Ele também indica o Vedatop Flex (solução cimentícia flexível ideal para paredes externas, áreas molhadas e superfícies sujeitas à umidade constante). O produto cria uma barreira impermeável sem comprometer a respirabilidade do substrato.

“O mais importante é entender que impermeabilização não é custo, é investimento. A correção preventiva é sempre mais simples e econômica do que lidar com reparos estruturais”, reforça o porta-voz.

Manutenção como estratégia de preservação

O especialista recomenda que todos os imóveis passem por avaliações periódicas, especialmente antes e após o período chuvoso. Pequenas manchas ou descascamentos podem ser os primeiros sinais de que a proteção contra a água já não está funcionando corretamente.

“Com planejamento e produtos adequados, é possível preservar o patrimônio, garantir segurança e evitar prejuízos maiores”, conclui Oliveira.

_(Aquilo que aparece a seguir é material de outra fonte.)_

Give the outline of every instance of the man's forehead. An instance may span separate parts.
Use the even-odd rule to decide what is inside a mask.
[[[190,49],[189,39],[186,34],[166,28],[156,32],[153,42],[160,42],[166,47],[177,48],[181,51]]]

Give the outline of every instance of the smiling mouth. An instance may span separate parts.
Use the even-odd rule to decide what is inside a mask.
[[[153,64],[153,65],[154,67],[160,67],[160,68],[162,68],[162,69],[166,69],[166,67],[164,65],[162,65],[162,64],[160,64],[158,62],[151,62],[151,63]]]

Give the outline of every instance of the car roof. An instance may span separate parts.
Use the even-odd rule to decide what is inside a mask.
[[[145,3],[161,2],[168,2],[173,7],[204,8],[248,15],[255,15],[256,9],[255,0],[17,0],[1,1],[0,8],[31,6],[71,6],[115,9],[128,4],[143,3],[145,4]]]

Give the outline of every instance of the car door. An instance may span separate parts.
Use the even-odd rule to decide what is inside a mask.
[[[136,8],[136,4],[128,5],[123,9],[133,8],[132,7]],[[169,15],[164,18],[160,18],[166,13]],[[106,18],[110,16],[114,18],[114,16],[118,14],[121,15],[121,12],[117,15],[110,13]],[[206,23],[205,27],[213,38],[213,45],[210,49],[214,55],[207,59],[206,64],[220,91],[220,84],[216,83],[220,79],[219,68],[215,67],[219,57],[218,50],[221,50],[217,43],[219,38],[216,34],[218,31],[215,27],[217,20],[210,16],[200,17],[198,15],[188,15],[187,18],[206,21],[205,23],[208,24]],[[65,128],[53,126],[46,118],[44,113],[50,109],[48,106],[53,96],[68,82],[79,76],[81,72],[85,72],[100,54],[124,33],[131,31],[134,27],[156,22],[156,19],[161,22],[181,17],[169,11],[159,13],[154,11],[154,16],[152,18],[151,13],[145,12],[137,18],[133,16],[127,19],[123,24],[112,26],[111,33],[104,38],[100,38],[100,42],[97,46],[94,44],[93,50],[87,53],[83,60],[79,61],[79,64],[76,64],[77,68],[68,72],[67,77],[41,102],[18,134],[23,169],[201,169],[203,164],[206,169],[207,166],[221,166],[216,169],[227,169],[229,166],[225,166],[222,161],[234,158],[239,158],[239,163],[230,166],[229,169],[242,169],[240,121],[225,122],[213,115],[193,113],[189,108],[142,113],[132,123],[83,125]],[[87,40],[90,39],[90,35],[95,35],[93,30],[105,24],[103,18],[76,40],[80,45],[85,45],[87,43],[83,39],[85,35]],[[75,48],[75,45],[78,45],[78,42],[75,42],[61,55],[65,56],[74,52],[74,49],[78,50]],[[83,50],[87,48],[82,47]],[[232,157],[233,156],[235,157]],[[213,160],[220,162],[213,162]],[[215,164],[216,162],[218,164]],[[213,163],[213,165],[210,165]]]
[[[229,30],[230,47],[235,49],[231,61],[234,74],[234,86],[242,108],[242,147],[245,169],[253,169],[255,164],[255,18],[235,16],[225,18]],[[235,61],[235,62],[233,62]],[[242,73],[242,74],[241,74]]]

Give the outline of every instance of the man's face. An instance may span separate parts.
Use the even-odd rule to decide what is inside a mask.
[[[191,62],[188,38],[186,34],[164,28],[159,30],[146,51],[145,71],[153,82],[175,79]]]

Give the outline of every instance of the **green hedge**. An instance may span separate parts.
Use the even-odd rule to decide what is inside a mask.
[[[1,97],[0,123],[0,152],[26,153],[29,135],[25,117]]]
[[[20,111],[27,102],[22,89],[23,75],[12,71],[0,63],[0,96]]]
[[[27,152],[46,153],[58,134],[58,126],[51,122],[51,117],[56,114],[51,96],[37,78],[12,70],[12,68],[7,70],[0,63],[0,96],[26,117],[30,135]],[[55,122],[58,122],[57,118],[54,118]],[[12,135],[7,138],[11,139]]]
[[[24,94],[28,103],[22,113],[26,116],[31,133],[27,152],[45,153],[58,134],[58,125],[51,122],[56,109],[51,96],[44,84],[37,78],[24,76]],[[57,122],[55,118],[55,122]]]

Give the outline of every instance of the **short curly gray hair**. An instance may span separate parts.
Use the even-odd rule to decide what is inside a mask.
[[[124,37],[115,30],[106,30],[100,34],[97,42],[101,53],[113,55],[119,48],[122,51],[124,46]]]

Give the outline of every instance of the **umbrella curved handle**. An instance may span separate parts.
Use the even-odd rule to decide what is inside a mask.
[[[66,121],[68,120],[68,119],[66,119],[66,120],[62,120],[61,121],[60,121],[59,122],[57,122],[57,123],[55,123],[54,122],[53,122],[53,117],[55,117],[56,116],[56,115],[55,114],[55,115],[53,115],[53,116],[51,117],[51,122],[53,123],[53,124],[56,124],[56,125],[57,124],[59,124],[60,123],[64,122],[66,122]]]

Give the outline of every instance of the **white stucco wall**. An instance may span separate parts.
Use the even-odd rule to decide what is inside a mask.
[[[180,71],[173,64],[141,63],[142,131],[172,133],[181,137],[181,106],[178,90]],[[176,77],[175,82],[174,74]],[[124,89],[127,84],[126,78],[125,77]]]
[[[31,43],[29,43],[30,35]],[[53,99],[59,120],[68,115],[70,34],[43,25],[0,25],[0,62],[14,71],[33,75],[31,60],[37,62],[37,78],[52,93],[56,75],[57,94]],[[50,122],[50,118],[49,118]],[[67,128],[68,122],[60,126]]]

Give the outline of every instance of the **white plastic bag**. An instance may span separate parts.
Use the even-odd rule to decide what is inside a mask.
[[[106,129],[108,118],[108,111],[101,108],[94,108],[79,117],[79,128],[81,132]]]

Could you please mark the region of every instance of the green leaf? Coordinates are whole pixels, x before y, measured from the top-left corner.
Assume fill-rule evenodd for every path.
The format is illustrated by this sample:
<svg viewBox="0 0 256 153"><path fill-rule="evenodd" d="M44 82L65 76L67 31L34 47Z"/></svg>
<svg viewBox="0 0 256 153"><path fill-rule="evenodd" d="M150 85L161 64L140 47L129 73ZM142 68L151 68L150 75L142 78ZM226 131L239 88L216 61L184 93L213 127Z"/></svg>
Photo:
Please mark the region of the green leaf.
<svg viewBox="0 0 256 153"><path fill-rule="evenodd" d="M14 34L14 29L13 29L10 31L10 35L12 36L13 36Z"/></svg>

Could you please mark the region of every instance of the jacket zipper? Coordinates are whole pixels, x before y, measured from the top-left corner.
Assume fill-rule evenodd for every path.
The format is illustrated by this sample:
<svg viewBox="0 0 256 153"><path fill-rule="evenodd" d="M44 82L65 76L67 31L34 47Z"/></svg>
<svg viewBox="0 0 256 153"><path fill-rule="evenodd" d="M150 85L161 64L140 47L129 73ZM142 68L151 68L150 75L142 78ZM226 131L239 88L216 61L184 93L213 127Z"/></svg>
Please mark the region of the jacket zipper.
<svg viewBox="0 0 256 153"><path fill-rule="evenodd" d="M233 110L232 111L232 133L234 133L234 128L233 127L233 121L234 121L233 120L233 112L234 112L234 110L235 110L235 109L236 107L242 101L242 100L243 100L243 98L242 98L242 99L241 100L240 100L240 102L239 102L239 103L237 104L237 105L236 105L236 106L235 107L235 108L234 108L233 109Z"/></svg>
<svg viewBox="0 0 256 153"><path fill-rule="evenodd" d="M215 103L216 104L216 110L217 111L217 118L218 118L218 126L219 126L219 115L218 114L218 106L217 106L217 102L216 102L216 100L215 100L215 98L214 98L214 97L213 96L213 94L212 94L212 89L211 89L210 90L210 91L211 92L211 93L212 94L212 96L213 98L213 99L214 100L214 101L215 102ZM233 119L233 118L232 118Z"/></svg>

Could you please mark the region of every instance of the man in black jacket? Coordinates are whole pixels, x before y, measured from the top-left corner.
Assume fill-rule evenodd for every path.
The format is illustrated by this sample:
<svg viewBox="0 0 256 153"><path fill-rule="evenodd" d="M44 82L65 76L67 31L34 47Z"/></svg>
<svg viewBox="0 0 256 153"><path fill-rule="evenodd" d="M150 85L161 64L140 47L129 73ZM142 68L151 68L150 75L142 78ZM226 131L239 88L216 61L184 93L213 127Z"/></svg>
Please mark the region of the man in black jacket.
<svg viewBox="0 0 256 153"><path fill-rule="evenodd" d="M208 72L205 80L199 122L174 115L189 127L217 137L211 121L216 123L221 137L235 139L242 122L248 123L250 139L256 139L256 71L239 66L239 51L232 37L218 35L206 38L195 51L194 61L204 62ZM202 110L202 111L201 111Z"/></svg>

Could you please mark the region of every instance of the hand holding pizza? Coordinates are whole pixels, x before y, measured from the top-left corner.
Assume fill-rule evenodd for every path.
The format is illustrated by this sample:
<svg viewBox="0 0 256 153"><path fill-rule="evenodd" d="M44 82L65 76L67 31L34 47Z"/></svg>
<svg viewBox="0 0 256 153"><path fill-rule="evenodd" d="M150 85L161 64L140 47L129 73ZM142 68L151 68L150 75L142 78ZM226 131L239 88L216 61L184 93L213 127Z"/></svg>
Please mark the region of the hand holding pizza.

Checklist: Como identificar sinais de alerta no seu imóvel

Veja como fazer uma inspeção visual rápida após períodos de chuva forte. Fique atento a:

  • Manchas escuras ou bolhas na pintura: Indicam acúmulo de umidade atrás do revestimento.
  • Rodapés desprendendo ou escurecidos: Sinal clássico de umidade que sobe do solo (capilaridade).
  • Fissuras em lajes e vigas: Podem ser a porta de entrada para a água atingir o ferro da estrutura, e pode indicar um problema mais grave (estrutural).
  • Odor característico de mofo: Indica que a umidade já está instalada no ambiente, mesmo que não haja manchas visíveis.